The difference between Art. 98(2) and SOFA is one of scope. While both relate to the ICC via Art. 98(2), the former term is used by the Administration to refer to exemptions that include civilian personnel. SOFAs are very widespread (I believe Japan has already signed one, for instance), and most nations agree that SOFAs can be signed without violating the spirit of the ICC–the EU common position in 2002 said as much. The US has sought to negotiate “98(2) agreements” (their term) to also exempt civilian US nationals, which includes military contractors not covered by SOFAs (David Scheffer has a 2005 article that explains this).
In addition,
Mr. Gross is also not correct because he misunderstands the “preconditions” of jurisdiction under Article 12 of the ICC Statue. If a US national was detained by an ICC state for an accused crime committed in that state, the ICC jurisdiction claims to be able to try him. This is a major source of contention, obviously, and really is simply an unresolved point of law.
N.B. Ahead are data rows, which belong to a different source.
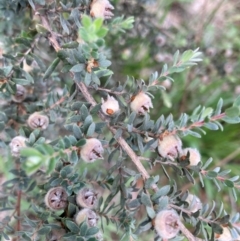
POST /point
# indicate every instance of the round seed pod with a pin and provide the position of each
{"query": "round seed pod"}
(37, 120)
(20, 94)
(225, 236)
(56, 234)
(194, 157)
(92, 150)
(101, 9)
(86, 198)
(87, 214)
(56, 199)
(110, 106)
(16, 144)
(194, 203)
(167, 224)
(141, 103)
(99, 236)
(170, 146)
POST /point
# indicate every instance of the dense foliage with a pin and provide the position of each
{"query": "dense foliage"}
(107, 120)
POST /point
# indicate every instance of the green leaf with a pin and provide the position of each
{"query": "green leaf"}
(71, 45)
(229, 183)
(151, 213)
(64, 24)
(27, 152)
(232, 112)
(86, 21)
(72, 226)
(74, 157)
(44, 231)
(77, 68)
(207, 112)
(81, 143)
(212, 174)
(28, 77)
(145, 199)
(51, 68)
(92, 231)
(91, 130)
(21, 81)
(237, 102)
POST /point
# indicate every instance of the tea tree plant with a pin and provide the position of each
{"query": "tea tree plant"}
(78, 145)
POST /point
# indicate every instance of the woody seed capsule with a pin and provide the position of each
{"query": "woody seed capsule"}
(194, 157)
(166, 224)
(92, 150)
(110, 106)
(86, 198)
(88, 215)
(20, 94)
(101, 9)
(56, 198)
(16, 144)
(170, 146)
(141, 103)
(37, 120)
(194, 203)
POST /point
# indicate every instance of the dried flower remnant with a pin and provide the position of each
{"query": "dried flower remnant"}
(16, 144)
(20, 94)
(37, 120)
(194, 202)
(141, 103)
(101, 9)
(166, 224)
(110, 106)
(56, 198)
(88, 215)
(92, 150)
(194, 157)
(170, 146)
(86, 198)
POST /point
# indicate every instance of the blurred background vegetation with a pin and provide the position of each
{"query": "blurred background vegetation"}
(161, 28)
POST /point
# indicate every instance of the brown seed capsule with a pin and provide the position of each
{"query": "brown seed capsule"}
(37, 120)
(20, 94)
(110, 106)
(99, 236)
(87, 198)
(167, 224)
(194, 203)
(101, 9)
(194, 157)
(56, 198)
(170, 146)
(92, 150)
(141, 103)
(225, 236)
(16, 144)
(56, 234)
(88, 215)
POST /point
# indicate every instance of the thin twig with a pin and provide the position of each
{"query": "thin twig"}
(108, 91)
(187, 233)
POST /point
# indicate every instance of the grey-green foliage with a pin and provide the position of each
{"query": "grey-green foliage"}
(52, 56)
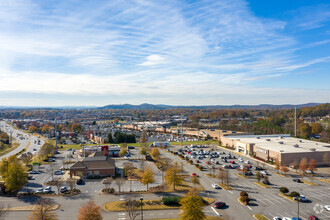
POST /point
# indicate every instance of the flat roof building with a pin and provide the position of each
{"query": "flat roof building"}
(281, 146)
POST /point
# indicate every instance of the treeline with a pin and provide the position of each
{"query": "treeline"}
(120, 137)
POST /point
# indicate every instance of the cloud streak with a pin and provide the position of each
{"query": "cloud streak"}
(123, 48)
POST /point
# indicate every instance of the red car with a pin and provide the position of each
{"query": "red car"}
(219, 205)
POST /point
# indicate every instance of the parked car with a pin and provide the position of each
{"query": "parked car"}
(40, 190)
(48, 189)
(215, 186)
(310, 171)
(301, 198)
(264, 172)
(297, 180)
(63, 189)
(266, 182)
(219, 204)
(34, 172)
(58, 172)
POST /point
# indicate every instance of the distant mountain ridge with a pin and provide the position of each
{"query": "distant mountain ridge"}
(146, 106)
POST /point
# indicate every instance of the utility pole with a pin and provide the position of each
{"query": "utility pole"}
(181, 131)
(295, 121)
(56, 135)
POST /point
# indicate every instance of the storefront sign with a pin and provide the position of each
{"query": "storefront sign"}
(261, 150)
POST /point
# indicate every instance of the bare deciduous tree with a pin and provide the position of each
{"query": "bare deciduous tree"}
(132, 209)
(71, 182)
(119, 182)
(58, 183)
(43, 211)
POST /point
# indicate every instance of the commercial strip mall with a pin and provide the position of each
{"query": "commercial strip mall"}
(287, 149)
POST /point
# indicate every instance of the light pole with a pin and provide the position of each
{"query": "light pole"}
(141, 199)
(298, 199)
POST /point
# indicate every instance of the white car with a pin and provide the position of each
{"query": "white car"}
(303, 198)
(264, 172)
(48, 189)
(215, 186)
(40, 190)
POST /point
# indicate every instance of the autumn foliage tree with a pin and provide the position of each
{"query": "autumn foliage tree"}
(155, 154)
(277, 165)
(303, 165)
(173, 177)
(90, 211)
(312, 165)
(284, 169)
(192, 207)
(316, 128)
(13, 173)
(43, 211)
(148, 176)
(194, 180)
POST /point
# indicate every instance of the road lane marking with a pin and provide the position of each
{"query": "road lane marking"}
(215, 211)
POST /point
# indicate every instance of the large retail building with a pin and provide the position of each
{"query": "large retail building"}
(287, 149)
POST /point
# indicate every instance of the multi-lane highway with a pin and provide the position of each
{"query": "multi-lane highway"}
(28, 141)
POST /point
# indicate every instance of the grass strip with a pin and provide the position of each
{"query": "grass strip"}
(225, 186)
(15, 145)
(310, 183)
(260, 217)
(28, 208)
(118, 206)
(262, 185)
(324, 180)
(287, 197)
(242, 176)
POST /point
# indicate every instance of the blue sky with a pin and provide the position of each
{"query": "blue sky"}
(57, 53)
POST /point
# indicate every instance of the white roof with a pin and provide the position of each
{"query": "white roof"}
(283, 143)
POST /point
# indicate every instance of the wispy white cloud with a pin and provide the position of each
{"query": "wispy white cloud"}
(153, 59)
(110, 47)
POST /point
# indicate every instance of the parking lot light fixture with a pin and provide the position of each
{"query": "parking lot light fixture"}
(141, 199)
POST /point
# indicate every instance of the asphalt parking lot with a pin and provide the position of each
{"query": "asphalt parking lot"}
(267, 201)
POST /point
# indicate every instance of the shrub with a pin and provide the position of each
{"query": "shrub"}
(108, 190)
(243, 193)
(284, 190)
(294, 194)
(245, 199)
(171, 200)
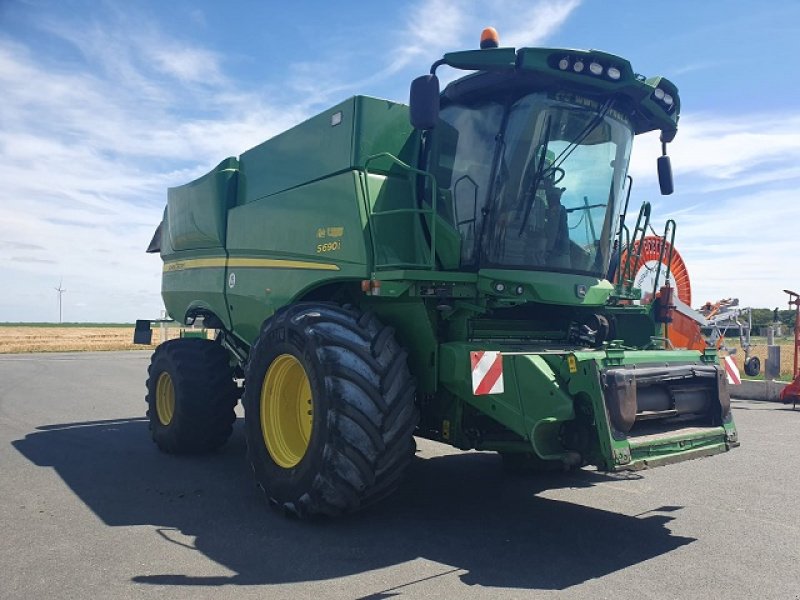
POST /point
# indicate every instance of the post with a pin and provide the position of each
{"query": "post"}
(772, 368)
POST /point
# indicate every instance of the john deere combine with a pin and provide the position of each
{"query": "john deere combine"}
(440, 270)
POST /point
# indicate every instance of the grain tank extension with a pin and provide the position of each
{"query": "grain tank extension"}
(441, 270)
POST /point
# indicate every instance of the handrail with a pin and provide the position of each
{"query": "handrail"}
(664, 242)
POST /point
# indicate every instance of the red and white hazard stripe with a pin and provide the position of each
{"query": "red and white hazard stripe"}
(731, 370)
(487, 372)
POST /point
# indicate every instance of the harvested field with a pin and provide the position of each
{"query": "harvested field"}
(15, 339)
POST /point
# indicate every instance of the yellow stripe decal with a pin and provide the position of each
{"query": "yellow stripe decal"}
(263, 263)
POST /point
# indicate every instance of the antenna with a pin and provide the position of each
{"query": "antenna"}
(60, 291)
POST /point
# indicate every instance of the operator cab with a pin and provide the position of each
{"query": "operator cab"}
(534, 177)
(530, 153)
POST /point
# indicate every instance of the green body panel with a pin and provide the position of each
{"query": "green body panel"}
(548, 288)
(339, 139)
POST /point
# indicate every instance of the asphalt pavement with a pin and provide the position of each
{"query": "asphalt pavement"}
(90, 508)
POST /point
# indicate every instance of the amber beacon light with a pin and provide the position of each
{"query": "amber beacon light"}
(489, 38)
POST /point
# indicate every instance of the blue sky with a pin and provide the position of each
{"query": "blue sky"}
(106, 104)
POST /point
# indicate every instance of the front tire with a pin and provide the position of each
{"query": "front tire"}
(329, 410)
(191, 396)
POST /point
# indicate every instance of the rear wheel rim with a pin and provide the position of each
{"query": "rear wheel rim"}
(165, 398)
(286, 411)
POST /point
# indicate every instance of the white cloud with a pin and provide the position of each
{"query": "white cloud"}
(87, 149)
(727, 152)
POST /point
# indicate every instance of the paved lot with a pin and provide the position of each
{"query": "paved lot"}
(90, 508)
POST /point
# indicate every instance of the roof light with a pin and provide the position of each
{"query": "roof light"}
(489, 38)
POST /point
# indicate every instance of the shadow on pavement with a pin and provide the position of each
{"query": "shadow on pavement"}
(460, 510)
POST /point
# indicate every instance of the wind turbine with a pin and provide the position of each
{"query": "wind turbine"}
(60, 291)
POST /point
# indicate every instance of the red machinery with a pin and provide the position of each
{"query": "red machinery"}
(791, 393)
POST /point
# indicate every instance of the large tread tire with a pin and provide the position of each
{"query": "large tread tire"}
(363, 417)
(198, 377)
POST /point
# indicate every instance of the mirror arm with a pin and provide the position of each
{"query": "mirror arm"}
(436, 65)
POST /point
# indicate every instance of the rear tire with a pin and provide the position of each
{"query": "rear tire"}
(329, 410)
(191, 396)
(752, 366)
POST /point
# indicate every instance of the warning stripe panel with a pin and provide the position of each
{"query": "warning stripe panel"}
(487, 372)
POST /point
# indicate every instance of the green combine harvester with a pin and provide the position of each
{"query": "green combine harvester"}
(443, 270)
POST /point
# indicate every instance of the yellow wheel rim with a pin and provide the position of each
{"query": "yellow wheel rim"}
(287, 411)
(165, 398)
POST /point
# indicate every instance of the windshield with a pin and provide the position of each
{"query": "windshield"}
(535, 183)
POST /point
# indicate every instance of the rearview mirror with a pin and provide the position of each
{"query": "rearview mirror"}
(665, 175)
(424, 102)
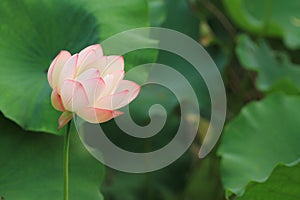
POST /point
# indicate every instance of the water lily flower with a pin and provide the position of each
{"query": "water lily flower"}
(90, 85)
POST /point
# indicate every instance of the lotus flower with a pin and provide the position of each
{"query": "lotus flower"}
(90, 85)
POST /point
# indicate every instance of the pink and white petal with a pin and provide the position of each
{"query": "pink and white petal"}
(113, 63)
(88, 74)
(56, 67)
(68, 71)
(114, 101)
(100, 64)
(133, 88)
(74, 96)
(56, 100)
(112, 82)
(96, 115)
(93, 87)
(64, 119)
(96, 49)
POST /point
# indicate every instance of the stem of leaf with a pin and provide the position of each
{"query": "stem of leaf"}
(66, 162)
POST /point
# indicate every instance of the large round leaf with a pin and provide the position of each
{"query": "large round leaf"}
(265, 134)
(275, 70)
(282, 184)
(32, 166)
(32, 32)
(272, 18)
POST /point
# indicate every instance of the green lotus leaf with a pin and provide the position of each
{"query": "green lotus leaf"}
(270, 18)
(32, 166)
(263, 135)
(275, 70)
(282, 184)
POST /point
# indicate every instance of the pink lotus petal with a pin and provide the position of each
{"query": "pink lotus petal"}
(74, 96)
(113, 63)
(69, 70)
(114, 101)
(133, 88)
(88, 74)
(56, 100)
(95, 115)
(94, 87)
(64, 119)
(56, 67)
(95, 49)
(111, 82)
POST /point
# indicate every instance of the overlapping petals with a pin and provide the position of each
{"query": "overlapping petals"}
(90, 85)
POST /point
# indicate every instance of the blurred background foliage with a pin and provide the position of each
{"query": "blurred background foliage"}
(255, 45)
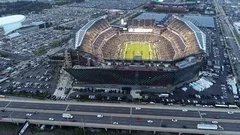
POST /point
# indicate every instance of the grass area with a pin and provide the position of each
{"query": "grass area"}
(137, 49)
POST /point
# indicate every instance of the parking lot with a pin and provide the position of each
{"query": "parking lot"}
(36, 76)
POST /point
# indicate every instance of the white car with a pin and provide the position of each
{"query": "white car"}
(28, 114)
(115, 123)
(51, 119)
(184, 110)
(150, 121)
(99, 116)
(152, 103)
(174, 120)
(214, 122)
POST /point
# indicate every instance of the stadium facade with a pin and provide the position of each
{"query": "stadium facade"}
(11, 23)
(179, 49)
Under commonly understood international law, the ICC country would be able to try the US national in a domestic court–the so-called territorial principle (see the Lotus case). However, the question is whether a state can delegate its jurisdiction to an international court to which the national state is not party. ICC proponents say yes, the US says no. There are good cases to be made by both sides, and it’s simply not clear what the answer is. I would suggest that SC Res. 1593 (sending Sudan to the ICC) probably suggests that the ICC position will prevail, but we’re not quite there yet.
(cont.) I think that this was the major objection to the US. Complementarity was never really an issue, from what David Scheffer has accounted (see his 1999 AJIL article and his 2005 JICJ article). As we’ve seen from Mr. O’Campo’s statement about complementarity in regards to the UK and the Iraq campaign, the Court’s been very liberal in its understanding of complementarity.